Paul Manafort’s global web of business and political dealings has come under increasing scrutiny in Special Counsel Robert Mueller’s Russia investigation, but that hasn’t stopped the former Trump campaign chairman from working out on the rough and tumble fringes of global politics. The New York Times reported Wednesday that Manafort has been working since the summer with Kurdish leaders in Iraq to help the autonomous region hold a referendum on independence. The United States opposes the non-binding referendum and has lobbied hard to postpone the measure over fears that it would destabilize the already delicate political situation in Iraq, making it harder to snuff out ISIS. The international community agrees and has lined up against the symbolic vote. The Kurdistan Region of Iraq is set to vote on the referendum on Monday.
Enter Paul Manafort.
According to the Times’ reporting, Manafort signed on with Iraqi Kurdish leader, Massoud Barzani and his allies “to help administer and promote” the referendum. The referendum is the latest effort of a multifaceted push by Kurdish leaders to build support for their cause in Washington.
Here’s more from the Times:
Mr. Manafort agreed to assist with the referendum, including a planned push for Western recognition, after he was approached several months ago by an intermediary for Mr. Barzani’s son, Masrour Barzani, according to two people familiar with the arrangement. Mr. Manafort has traveled to the region since then to advise the Barzanis’ allies on the referendum, according to Kurdish independence advocates. One of Mr. Manafort’s lieutenants is in Erbil preparing for the referendum, and Mr. Manafort himself may return to the region in the coming days for the vote, according to the advocates…
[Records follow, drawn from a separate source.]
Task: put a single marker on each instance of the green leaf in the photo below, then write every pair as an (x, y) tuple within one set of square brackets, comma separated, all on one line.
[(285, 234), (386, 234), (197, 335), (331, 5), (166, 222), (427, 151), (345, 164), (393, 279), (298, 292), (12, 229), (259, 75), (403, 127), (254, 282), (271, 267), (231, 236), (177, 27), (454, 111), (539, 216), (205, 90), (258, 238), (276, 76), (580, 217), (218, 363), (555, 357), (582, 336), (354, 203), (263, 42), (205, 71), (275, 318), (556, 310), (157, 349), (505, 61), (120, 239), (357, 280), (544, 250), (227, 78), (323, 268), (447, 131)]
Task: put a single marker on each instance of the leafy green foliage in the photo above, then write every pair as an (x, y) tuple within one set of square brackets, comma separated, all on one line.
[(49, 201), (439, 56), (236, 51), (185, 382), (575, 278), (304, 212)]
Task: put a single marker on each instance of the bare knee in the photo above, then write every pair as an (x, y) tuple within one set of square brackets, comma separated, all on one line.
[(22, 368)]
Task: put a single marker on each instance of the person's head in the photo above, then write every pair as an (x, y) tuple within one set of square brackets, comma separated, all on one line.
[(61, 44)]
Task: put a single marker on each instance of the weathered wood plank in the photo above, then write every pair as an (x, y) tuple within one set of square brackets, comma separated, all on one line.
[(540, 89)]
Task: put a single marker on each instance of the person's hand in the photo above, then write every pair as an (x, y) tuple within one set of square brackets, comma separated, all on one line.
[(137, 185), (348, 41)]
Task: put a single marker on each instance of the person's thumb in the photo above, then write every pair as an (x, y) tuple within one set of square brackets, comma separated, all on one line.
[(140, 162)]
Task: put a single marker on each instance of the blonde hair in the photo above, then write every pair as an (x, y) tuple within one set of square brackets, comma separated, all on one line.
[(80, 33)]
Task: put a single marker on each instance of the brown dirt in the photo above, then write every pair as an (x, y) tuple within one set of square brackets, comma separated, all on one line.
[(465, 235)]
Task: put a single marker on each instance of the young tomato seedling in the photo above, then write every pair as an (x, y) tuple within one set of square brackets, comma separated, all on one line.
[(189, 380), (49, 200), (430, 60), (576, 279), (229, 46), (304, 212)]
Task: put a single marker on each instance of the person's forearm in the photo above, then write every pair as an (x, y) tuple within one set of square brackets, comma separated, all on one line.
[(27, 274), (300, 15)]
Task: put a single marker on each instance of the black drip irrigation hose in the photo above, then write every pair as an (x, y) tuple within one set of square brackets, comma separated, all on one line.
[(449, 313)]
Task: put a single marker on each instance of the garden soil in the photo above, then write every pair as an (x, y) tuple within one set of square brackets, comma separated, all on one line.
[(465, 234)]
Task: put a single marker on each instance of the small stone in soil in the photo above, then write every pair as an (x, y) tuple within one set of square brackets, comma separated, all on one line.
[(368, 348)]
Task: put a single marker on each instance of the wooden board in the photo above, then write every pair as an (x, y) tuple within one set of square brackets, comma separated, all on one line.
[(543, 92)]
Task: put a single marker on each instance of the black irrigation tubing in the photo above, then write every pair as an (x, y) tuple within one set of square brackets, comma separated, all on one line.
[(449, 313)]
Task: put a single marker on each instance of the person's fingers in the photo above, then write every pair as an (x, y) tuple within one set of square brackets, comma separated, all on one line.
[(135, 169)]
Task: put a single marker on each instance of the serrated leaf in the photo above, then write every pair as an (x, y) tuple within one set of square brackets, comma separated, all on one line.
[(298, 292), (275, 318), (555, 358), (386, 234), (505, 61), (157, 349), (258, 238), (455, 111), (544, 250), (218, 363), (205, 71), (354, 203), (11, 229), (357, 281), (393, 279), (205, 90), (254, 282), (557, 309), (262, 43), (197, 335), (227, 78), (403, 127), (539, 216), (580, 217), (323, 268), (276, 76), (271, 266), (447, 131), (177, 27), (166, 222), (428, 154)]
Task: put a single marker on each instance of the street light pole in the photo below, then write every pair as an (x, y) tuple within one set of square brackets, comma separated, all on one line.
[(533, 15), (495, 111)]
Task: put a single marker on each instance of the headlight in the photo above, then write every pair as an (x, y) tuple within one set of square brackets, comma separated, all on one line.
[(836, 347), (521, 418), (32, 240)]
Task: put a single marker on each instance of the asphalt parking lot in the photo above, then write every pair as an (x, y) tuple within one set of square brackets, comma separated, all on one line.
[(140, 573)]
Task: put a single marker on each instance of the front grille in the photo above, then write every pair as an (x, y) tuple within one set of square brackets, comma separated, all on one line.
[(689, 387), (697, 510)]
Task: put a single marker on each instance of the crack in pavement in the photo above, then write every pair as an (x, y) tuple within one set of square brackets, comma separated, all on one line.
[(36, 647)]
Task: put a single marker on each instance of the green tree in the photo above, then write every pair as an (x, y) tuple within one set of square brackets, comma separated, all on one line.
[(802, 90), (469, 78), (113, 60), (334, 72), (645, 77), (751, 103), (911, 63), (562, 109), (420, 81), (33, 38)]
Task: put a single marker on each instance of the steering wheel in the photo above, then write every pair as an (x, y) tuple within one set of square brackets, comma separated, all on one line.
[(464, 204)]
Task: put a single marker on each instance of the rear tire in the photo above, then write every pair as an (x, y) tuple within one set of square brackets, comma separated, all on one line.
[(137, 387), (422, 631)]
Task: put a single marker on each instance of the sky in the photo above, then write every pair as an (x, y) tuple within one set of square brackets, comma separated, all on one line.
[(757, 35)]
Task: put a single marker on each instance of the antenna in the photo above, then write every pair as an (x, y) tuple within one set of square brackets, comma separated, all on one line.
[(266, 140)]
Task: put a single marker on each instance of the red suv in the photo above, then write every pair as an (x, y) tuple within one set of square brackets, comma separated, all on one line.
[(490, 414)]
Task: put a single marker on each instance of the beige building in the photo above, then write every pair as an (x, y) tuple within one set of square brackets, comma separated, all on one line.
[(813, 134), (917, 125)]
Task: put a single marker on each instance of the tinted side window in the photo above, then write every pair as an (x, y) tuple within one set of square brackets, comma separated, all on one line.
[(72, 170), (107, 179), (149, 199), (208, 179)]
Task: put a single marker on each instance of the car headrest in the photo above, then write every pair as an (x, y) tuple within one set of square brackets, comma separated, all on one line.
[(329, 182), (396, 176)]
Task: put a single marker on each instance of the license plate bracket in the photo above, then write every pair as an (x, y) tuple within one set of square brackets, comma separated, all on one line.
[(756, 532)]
The Kurdistan Regional Government had paid millions to Washington lobbying firms with deep connections to both Democrats and Republicans, including more than $1.5 million over the last three years, according to Justice Department records. But it has also worked to build support for independence from think tanks and scholars who might be willing to vouch for the referendum’s fairness, and use it to win bipartisan support in Washington for Kurdish independence, according to people familiar with the outreach.
It’s unclear how much Manafort is being paid for his referendum consulting work.